Now those traces are structured, timestamped, and tied to reasoning chains.

This is where the “knowledge flywheel” appears. If companies treat traces as strategic assets and not just logs, they can build an internal knowledge engine that compounds over time. Two companies may deploy similar agents on day one, but the one that actively mines traces for improvements will pull ahead in a matter of months.

However, Salesforce isn’t fully leaning into this yet. The platform surfaces low-quality clusters and intent patterns, but it still stops short of giving teams a built-in path to turn those insights into training data, canonical examples, or durable knowledge assets. When asked about tacit knowledge, Lerhaupt basically confirmed the gap by calling it an open opportunity.

That leaves plenty of room for vendors that already operate with richer supervision layers. Tools like Arize, Humanloop, Datadog’s AI observability features, and especially Wayfound’s supervisory agents step into the gap. These systems don’t just monitor model behavior. They guide it. They evaluate interactions, flag drift, clean up messy data, and generate the curated examples that models actually learn from.

Salesforce’s OTEL-compatible session model makes this even easier because enterprises can export traces directly into these external supervisory stacks. It creates a clean path for pairing Salesforce’s native signals with third party agentic oversight and more mature dataset workflows.

If someone else builds the stronger knowledge flywheel on top of Salesforce’s data, they will control the most strategic piece of the value chain.

Interoperability, Gaps, and Operational Reality

Salesforce deserves credit for making Observability open instead of proprietary. The OTEL-compliant Session Tracing Data Model and Data 360 storage allow enterprises to send traces into their existing observability stacks. That matters because Agent Health Monitoring won’t be fully ready until 2026, and enterprises running high-stakes agents will need reliable alerting long before then.

There is also the cost reality. Full tracing consumes flex credits. Data 360 storage adds expense. External observability tools may require new licensing.
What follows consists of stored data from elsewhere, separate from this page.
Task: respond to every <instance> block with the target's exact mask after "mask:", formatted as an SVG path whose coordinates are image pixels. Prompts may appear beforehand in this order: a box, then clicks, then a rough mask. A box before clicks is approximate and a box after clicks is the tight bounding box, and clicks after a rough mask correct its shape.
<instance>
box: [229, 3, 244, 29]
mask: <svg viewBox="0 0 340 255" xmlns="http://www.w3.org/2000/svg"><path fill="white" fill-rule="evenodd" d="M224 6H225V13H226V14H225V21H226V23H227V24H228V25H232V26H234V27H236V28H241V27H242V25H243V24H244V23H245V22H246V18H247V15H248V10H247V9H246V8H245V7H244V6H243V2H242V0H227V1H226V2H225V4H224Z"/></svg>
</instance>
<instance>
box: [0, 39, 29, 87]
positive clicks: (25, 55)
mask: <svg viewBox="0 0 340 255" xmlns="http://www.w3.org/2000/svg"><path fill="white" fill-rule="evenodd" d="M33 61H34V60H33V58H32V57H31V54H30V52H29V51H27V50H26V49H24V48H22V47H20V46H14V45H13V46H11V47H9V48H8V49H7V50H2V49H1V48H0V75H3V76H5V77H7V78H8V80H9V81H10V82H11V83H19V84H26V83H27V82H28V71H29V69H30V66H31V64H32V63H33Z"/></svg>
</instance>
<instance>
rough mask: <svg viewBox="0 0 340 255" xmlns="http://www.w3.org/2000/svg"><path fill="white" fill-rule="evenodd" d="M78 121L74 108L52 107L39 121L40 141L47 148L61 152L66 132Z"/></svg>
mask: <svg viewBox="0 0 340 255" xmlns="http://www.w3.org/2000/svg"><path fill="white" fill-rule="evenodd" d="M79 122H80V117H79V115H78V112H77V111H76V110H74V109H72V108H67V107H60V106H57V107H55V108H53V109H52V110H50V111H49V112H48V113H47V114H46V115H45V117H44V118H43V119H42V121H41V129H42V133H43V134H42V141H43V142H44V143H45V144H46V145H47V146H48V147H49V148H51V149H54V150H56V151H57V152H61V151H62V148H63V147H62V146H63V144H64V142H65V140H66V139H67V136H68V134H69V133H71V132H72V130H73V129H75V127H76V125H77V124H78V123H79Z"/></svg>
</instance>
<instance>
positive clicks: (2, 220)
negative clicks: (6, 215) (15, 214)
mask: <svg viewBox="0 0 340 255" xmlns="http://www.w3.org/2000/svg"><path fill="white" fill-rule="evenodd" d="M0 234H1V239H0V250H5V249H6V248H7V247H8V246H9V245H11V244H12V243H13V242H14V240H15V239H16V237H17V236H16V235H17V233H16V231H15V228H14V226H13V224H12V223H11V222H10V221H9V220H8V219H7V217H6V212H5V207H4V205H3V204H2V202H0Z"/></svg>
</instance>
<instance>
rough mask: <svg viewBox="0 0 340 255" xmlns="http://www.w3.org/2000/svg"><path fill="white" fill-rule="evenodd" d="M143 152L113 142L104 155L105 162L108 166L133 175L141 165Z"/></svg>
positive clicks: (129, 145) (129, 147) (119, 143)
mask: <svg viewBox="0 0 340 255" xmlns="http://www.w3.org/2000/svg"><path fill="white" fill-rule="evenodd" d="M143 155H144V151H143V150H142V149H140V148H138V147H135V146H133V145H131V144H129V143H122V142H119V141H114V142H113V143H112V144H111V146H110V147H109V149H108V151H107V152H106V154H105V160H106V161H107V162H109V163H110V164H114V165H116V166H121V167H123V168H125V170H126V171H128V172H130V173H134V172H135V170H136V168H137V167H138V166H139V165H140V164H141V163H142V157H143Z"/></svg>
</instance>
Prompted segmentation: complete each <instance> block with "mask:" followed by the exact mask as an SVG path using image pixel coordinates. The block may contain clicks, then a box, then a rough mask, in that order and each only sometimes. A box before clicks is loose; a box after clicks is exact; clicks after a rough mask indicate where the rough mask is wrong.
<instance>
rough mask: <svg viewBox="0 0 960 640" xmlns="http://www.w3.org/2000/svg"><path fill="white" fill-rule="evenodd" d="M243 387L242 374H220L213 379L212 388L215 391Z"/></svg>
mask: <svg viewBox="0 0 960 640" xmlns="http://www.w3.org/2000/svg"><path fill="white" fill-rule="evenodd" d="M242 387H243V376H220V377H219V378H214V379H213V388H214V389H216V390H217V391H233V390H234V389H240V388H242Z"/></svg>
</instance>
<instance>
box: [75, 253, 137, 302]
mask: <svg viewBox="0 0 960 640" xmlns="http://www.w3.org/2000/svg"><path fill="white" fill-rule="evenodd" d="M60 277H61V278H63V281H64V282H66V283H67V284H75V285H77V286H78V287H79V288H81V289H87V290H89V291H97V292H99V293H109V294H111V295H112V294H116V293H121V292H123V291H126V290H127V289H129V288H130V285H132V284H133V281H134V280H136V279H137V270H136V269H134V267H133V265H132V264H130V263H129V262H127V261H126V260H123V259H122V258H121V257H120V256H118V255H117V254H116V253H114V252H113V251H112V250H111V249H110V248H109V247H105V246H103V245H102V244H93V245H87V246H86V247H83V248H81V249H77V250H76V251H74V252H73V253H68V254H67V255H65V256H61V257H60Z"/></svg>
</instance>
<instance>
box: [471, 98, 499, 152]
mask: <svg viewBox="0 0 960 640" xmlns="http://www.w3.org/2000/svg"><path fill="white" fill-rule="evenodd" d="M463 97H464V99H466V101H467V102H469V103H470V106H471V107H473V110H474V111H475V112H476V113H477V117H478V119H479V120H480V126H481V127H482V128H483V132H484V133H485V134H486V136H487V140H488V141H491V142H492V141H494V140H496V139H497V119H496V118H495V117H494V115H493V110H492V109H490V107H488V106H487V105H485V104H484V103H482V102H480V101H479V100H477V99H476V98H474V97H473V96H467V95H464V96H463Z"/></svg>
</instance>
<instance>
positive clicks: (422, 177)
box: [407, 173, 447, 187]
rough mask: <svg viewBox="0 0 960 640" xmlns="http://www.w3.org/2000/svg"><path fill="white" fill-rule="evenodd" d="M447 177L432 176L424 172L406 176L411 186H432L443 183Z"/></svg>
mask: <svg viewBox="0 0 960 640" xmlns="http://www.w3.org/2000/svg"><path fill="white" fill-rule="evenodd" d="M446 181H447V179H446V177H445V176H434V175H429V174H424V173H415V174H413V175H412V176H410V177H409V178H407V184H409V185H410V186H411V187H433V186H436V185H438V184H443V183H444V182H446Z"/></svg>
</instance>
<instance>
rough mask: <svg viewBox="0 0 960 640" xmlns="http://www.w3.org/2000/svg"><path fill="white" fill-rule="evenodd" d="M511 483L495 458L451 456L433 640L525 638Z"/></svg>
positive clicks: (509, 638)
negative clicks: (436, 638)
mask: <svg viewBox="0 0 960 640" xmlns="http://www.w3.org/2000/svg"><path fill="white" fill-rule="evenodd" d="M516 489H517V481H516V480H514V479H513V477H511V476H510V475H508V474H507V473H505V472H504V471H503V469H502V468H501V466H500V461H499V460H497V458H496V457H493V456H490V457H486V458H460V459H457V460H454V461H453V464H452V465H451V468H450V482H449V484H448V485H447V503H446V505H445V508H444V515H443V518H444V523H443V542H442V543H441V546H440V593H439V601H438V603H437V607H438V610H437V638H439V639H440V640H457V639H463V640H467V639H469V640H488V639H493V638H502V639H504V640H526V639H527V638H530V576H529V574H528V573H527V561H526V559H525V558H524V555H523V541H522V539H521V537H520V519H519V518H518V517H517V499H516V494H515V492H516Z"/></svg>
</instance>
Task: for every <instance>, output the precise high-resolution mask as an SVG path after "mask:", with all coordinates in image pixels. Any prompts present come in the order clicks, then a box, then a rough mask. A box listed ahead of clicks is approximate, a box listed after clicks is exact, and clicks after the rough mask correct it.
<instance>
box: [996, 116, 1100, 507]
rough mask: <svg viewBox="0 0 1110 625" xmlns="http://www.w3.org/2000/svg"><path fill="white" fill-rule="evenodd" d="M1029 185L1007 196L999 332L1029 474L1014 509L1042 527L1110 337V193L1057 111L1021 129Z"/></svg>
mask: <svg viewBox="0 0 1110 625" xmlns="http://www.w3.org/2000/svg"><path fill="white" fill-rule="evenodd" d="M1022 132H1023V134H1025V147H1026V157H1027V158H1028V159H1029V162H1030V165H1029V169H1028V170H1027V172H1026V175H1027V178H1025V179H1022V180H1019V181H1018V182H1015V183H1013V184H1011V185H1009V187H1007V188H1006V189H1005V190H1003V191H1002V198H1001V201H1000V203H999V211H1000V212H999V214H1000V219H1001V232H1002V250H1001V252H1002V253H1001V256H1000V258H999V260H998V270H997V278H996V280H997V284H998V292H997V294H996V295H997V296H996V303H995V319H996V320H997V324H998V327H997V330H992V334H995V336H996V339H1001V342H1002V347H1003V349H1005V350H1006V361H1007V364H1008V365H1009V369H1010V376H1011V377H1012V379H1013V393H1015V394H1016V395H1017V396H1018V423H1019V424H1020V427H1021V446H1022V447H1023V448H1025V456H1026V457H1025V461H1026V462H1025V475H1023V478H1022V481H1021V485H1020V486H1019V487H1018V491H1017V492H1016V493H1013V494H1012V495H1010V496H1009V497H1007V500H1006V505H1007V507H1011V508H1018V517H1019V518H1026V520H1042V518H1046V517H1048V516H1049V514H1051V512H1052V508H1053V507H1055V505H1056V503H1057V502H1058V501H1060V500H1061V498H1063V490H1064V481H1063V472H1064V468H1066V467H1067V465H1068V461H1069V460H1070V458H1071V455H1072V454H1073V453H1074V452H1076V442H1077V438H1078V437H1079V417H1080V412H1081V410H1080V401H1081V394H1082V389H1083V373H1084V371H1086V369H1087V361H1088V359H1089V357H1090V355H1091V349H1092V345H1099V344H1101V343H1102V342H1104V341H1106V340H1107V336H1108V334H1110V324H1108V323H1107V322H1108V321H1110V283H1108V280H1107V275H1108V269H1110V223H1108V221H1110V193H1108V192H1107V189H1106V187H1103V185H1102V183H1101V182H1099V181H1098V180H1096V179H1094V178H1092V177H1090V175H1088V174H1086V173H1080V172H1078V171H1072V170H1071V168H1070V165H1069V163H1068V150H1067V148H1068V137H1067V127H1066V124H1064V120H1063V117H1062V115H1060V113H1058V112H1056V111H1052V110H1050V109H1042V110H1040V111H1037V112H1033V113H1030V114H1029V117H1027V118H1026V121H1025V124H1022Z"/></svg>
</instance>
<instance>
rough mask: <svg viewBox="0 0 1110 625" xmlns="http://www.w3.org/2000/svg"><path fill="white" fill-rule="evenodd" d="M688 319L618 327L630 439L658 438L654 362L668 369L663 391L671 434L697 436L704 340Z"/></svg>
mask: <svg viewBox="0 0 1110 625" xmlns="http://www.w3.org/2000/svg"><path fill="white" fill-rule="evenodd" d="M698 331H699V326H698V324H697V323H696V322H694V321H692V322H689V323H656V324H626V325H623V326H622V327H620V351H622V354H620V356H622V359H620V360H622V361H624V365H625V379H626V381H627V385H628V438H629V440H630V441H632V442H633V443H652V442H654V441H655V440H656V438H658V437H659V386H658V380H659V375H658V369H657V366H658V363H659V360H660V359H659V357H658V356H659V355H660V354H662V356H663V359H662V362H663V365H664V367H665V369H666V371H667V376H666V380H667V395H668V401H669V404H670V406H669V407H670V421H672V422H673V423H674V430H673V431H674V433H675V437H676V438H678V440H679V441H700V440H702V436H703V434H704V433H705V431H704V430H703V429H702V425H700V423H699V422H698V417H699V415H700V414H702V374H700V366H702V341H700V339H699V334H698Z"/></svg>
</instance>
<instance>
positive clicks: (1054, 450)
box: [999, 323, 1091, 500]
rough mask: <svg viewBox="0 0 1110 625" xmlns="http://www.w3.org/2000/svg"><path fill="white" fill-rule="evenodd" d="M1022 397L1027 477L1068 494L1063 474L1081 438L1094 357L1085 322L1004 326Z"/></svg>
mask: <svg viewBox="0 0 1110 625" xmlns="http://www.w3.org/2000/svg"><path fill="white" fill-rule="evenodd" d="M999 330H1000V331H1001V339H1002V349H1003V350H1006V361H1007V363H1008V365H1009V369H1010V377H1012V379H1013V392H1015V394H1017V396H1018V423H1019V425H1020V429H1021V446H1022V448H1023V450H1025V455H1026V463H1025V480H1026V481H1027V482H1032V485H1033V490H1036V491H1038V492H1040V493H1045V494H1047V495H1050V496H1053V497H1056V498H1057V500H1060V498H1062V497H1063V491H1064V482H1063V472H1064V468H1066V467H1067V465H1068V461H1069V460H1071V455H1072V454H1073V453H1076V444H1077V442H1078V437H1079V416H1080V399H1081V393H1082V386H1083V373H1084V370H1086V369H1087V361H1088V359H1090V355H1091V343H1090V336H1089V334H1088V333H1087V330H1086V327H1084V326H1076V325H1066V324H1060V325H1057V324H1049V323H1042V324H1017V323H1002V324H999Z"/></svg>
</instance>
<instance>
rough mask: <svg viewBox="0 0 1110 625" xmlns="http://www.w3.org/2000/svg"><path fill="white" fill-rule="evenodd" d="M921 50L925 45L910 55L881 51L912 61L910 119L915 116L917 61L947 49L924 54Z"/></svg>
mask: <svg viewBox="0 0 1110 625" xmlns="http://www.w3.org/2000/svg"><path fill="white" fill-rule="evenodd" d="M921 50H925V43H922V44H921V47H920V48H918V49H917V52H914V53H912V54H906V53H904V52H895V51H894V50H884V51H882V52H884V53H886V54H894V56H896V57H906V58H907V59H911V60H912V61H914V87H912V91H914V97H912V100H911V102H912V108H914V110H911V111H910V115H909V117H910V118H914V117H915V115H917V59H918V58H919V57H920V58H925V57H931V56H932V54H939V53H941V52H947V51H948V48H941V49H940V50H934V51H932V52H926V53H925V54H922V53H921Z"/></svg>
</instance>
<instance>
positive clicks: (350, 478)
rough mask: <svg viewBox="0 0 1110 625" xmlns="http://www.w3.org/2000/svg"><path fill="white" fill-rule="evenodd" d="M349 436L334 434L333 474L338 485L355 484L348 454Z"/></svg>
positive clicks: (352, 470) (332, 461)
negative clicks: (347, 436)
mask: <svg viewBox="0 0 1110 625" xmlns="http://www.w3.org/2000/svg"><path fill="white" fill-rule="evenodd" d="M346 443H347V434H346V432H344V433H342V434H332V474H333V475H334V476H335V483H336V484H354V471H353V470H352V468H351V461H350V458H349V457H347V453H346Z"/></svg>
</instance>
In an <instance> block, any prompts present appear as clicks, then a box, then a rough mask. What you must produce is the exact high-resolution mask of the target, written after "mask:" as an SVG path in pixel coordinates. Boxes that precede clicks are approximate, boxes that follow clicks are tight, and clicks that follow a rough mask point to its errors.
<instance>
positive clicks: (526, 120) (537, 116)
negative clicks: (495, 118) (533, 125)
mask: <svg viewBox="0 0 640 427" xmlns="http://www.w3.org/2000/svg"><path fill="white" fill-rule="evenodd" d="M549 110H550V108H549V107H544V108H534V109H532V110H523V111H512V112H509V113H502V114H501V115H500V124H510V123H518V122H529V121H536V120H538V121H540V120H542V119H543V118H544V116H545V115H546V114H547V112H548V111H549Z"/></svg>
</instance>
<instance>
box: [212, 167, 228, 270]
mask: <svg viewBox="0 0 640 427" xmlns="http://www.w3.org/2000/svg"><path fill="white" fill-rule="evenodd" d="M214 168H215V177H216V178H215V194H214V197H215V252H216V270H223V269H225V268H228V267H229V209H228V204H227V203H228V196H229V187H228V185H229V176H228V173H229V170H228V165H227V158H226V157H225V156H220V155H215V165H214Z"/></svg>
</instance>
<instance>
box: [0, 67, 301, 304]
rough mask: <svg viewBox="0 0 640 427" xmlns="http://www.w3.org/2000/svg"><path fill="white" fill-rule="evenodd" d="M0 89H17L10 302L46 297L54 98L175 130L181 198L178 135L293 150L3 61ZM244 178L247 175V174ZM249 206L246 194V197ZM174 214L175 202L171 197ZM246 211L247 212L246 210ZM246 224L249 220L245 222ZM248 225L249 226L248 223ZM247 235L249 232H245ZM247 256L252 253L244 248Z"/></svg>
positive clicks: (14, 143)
But the alternative of letting autonomous agents operate without full visibility is not realistic for systems that directly interact with customers.

As Lerhaupt put it: “It’s better to do it not in the dark. Give people that spotlight.”

The Bottom Line: A Required Step, Not the Final One

Salesforce’s observability GA release is a strong foundational move. It brings agent monitoring into the core SDLC, ties it directly to Agentforce Studio, and gives developers and service teams clear insight into what their agents are actually doing.

But the strategic frontier is still open.

Salesforce has not yet solved the knowledge flywheel—how to turn millions of interactions into lasting organizational memory and stronger agent behavior. That remains the biggest opportunity in the agent ecosystem, and someone will claim it.

For now, one truth stands: deploying agents without observability is no longer acceptable. With this release, Salesforce has drawn the line, and the rest of the industry will likely follow.